Ich öffne die Augen und sehe eine karge, graue, hässliche Landschaft vor mir.
Ganz vorsichtig stehe ich auf. Meine Beine scheinen wieder zu funktionieren. Step by Step gehe ich voran und es scheint keine Probleme zu bereiten. Ich weiß nicht genau warum, aber irgendwie schaffe ich es in die Schule zu gelangen. Selber habe ich keine Erinnerungen mehr daran. Nur so viel, dass ich urplötzlich vor dem Eingang steh.

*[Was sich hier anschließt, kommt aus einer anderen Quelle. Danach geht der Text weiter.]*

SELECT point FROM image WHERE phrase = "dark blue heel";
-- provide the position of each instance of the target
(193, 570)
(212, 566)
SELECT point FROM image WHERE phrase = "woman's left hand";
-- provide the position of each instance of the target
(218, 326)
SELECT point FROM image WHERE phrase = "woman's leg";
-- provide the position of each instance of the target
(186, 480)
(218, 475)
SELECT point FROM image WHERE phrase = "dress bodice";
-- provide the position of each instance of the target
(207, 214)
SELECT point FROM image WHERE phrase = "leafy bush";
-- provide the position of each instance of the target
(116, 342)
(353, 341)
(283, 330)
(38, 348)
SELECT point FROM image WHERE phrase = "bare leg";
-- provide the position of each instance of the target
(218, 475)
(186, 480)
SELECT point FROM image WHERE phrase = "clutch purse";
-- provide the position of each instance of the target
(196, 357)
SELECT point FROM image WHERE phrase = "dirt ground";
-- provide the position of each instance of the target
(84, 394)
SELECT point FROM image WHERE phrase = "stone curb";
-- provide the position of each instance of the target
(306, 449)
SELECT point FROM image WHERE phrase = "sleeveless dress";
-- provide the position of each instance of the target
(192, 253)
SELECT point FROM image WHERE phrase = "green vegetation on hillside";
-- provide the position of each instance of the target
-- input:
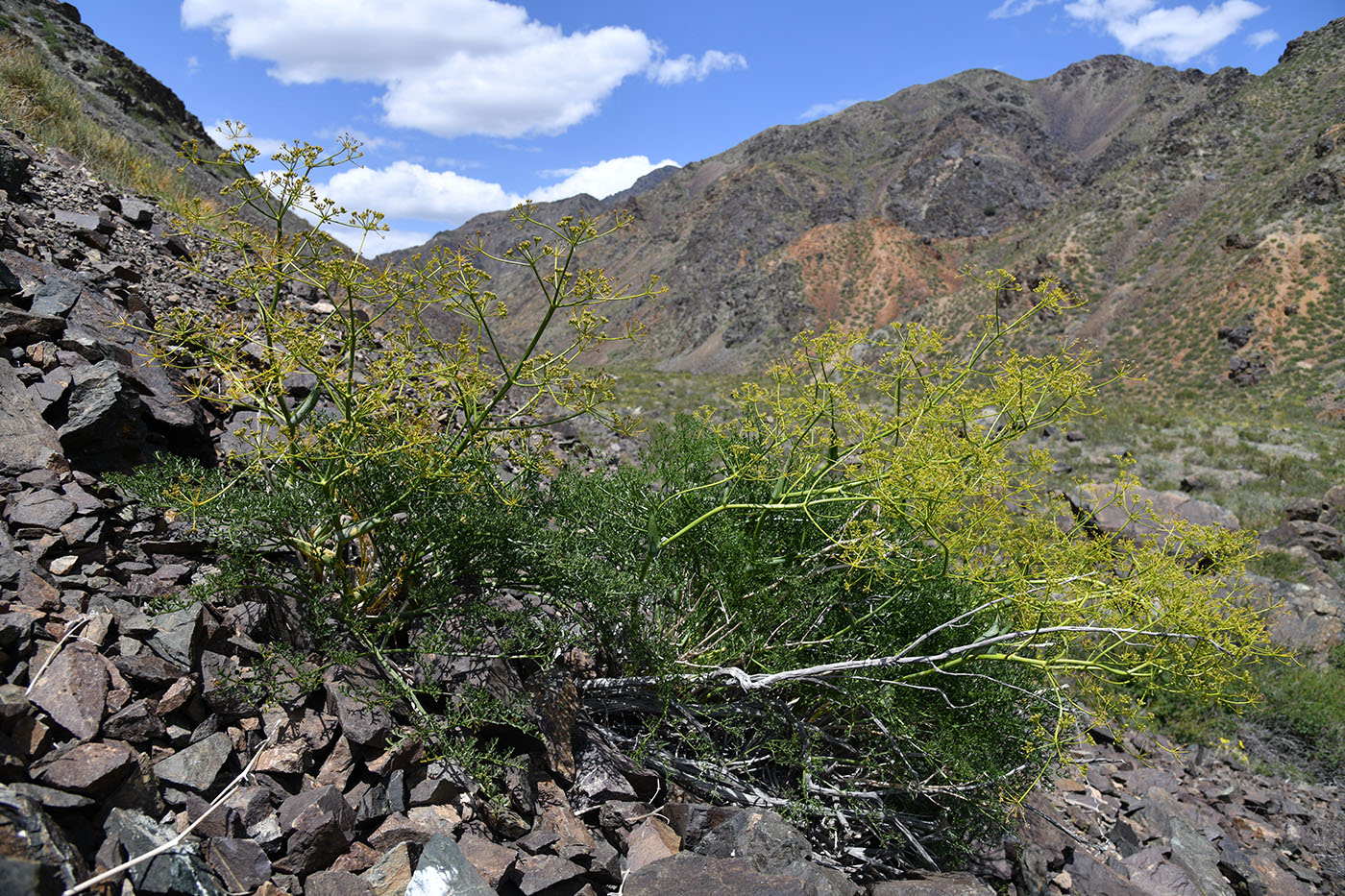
(49, 110)
(854, 597)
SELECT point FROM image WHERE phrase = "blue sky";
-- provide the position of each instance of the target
(470, 105)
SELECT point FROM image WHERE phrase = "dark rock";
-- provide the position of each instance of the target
(1240, 241)
(11, 564)
(598, 775)
(1236, 336)
(1320, 539)
(50, 797)
(399, 829)
(181, 872)
(141, 214)
(350, 697)
(491, 860)
(433, 791)
(1099, 506)
(74, 690)
(29, 835)
(690, 873)
(443, 871)
(56, 298)
(197, 765)
(392, 873)
(105, 428)
(318, 824)
(648, 842)
(954, 884)
(15, 168)
(336, 883)
(1247, 372)
(241, 864)
(23, 328)
(40, 509)
(150, 670)
(555, 815)
(76, 220)
(219, 684)
(1308, 509)
(93, 770)
(762, 837)
(338, 765)
(178, 637)
(534, 873)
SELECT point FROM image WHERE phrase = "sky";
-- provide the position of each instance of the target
(473, 105)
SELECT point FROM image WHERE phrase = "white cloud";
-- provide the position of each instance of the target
(407, 190)
(686, 66)
(1177, 33)
(221, 132)
(385, 240)
(448, 67)
(601, 180)
(1011, 9)
(823, 109)
(1260, 37)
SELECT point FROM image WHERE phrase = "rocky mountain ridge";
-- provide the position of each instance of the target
(124, 727)
(1210, 198)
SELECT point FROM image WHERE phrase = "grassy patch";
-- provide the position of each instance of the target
(47, 108)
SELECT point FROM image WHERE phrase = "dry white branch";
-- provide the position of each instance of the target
(172, 844)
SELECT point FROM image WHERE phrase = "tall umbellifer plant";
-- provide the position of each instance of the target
(854, 599)
(372, 422)
(857, 599)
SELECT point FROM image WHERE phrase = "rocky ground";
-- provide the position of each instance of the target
(123, 731)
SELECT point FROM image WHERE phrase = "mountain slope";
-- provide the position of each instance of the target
(1138, 184)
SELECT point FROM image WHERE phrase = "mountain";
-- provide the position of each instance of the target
(114, 91)
(1179, 204)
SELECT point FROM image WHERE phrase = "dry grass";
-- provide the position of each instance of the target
(49, 110)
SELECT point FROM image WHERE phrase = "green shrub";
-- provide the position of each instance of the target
(853, 599)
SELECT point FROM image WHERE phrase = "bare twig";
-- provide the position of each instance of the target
(172, 844)
(70, 630)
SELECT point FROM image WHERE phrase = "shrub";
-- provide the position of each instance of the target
(854, 599)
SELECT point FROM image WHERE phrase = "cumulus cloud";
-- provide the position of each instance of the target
(601, 180)
(1260, 37)
(448, 67)
(409, 190)
(219, 132)
(1177, 34)
(1011, 9)
(688, 67)
(823, 109)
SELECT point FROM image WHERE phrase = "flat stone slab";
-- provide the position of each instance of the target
(197, 765)
(74, 690)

»Hey! Na wie geht's dir?«, fragt eine besorgte Stimme neben mir. Und plötzlich nehme ich zu der Stimme noch ein Gesicht war. Wer soll's anders sein als Dirk.

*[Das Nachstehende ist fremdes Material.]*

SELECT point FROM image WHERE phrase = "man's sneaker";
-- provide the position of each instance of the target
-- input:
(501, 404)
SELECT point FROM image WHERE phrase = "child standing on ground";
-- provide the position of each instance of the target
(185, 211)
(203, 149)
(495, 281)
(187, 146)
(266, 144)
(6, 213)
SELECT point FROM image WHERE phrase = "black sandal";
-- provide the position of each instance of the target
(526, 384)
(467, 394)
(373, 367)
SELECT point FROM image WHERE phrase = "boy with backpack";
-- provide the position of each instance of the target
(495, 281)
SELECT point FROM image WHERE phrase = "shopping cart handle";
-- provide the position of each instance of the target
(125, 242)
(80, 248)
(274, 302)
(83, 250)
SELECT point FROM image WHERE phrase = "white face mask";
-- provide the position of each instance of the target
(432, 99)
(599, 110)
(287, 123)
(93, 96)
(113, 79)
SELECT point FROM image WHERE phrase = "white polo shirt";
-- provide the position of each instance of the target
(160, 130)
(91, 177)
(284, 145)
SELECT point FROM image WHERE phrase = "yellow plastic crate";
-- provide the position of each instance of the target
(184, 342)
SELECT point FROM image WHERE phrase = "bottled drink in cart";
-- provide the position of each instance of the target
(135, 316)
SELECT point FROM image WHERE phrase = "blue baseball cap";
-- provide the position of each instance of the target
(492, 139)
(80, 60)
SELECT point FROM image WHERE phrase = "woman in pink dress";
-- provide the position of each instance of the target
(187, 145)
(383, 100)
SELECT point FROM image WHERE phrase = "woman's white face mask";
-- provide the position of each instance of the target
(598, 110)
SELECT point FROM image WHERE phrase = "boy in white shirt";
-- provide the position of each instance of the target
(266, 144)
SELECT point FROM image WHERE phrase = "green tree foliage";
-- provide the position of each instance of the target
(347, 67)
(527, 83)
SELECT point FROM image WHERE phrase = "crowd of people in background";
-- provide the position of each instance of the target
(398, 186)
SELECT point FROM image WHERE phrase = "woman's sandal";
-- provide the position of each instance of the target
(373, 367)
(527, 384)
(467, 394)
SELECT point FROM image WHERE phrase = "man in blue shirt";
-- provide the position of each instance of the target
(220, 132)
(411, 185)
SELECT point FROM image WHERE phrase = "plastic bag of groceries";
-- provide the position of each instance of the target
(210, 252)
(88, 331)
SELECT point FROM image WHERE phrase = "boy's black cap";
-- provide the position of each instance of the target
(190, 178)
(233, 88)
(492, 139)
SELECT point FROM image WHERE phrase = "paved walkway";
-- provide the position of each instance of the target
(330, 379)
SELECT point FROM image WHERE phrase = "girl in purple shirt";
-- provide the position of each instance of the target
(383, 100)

Zum Glück gibt's ihn, keine Ahnung was ich ohne ihn machen würde.
»Ach nicht grad besonders!«, antworte ich mit belegter Stimme.

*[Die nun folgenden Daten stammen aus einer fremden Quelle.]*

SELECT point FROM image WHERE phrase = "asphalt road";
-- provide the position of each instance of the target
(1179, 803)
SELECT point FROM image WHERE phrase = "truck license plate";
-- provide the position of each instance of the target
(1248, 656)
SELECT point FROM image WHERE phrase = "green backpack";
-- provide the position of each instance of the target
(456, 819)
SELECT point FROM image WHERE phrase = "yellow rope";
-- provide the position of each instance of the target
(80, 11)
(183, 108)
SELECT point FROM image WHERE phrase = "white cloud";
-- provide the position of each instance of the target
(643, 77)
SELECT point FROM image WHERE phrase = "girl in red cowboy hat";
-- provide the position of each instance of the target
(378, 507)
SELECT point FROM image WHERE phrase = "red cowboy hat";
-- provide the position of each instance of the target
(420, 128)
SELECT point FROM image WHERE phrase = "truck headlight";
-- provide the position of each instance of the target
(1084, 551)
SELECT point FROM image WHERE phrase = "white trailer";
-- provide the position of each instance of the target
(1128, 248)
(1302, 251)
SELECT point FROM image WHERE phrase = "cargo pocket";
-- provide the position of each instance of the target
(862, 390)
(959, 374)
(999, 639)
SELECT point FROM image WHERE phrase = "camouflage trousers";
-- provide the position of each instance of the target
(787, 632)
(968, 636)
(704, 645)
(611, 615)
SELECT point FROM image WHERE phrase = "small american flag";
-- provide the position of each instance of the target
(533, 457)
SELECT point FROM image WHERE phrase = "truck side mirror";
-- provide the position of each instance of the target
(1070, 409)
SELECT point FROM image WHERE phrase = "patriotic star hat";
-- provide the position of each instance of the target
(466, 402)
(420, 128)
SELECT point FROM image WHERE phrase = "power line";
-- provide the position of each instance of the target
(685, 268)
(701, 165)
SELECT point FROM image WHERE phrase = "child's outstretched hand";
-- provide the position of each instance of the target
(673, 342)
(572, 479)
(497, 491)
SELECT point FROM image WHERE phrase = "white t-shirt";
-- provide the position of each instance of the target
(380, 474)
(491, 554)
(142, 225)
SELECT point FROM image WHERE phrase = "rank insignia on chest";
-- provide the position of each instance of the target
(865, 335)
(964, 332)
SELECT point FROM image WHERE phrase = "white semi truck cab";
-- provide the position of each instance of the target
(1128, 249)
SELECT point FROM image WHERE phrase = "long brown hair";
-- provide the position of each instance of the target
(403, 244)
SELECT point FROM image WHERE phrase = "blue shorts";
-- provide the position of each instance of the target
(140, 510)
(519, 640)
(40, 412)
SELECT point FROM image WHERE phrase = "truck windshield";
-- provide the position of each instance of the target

»Hey, was ist denn? Ich dachte du und Marc, ihr hättet alles geklärt?«
»Haben wir ja auch und es läuft auch bestens, aber ... aber was ist mit unserer Relischlampe?«
»Deswegen machst du dir Sorgen ...«, beginnt Dirk mit einer wegwerfenden Handbewegung zu erklären, »... gleich nach der Stunde kam unser Direx und wollte sich erkundigen, warum du urplötzlich verschwunden bist.«
Nach einer kurzen Pause fährt er fort.
»Naja und da hat sich nahezu die ganze Klasse, bis auf ein paar kleine Arschlöcher hinter dich gestellt und ihm berichtet was die Kuh mit dir abgezogen hat. Um es jetzt kurz zu fassen, er hat sie dann zu sich in sein Büro geordert, hat sie erst mal wegen ihrem inakzeptablem Benehmen dir und allen anderen gegenüber zusammengeschissen und beurlauben lasse. Heute wird er den Antrag auf ein Disziplinarverfahren stellen und hat schon eine Vertretung geordert. Besser konnte es nicht laufen.«
»Aber wieso haben die anderen, erst nachdem ich fertig war, die Klappe aufgemacht? Was glaubst du wie man sich in so einer Situation fühlt. Ich hab heut mit dem schlimmsten gerechnet. Am liebsten wäre ich einfach nicht gekommen. Ich bin eigentlich bloß wegen Marc hier.«
»Ja klar war das Scheiße von uns, aber immerhin haben wir's dann ja doch gewagt die Klappe aufzumachen. Besser spät als nie und letztendlich hat's dann ja doch ein gutes Ende gefunden. Themawechsel: Und du bist jetzt wirklich fest mit Marc zusammen?«, fragt er mich mit neugierigen Augen.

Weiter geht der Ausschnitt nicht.